Another desire of young people expressed in the pre-synod document was for more formation in the faith. Borsellino said she was surprised by how many basic things about the faith she did not know until she began religious life, and emphasized the need for ongoing formation even after young people are confirmed.

“…it is important for the Church to educate the faithful because the desire will then grow in them to continue pursuing that truth,” she said.

“Especially ministering to young people, post-confirmation, when the sense of 'obligation' to continue practicing the faith is lost if there is not an understanding of the faith or deep love for Christ in their hearts.”

Overall, Borsellino said she is encouraged that the bishops are trying to listen to the young people of the Church, and encouraged Catholics not to be too discouraged by the growing number of young people who are religiously unaffiliated.
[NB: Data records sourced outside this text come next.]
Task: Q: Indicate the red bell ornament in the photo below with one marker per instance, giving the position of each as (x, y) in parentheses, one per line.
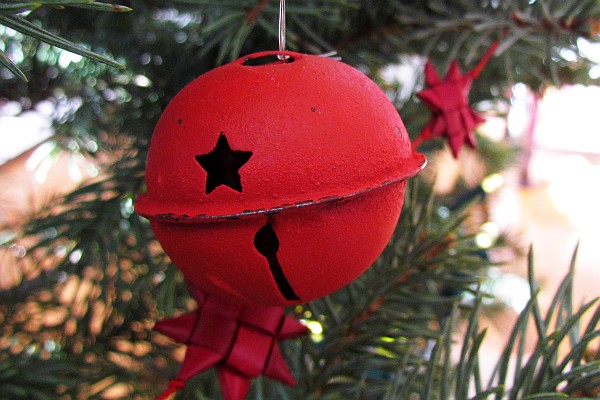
(278, 183)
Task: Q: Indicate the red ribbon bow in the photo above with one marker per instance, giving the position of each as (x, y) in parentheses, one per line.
(240, 341)
(452, 116)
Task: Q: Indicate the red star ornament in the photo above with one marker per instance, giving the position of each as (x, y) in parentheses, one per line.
(452, 116)
(240, 341)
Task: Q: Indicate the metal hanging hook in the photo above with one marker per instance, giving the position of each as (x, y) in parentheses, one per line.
(282, 55)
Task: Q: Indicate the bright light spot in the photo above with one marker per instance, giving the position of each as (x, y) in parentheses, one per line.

“I think the messages from the youth synod so far are proof of a desire that young people have for Truth, who is Jesus Christ,” she said. “There might not be many young people filling the pews right away but souls are being transformed. Look at the attendance at World Youth Days or FOCUS conferences,” she said.

“Young people might just go for fun at first, but then something clicks because we encounter Christ's real presence in our lives.”

She added that parishes and the whole Church community need to support each other in the journey to sainthood.

“We must all, young and old, pray for each other!”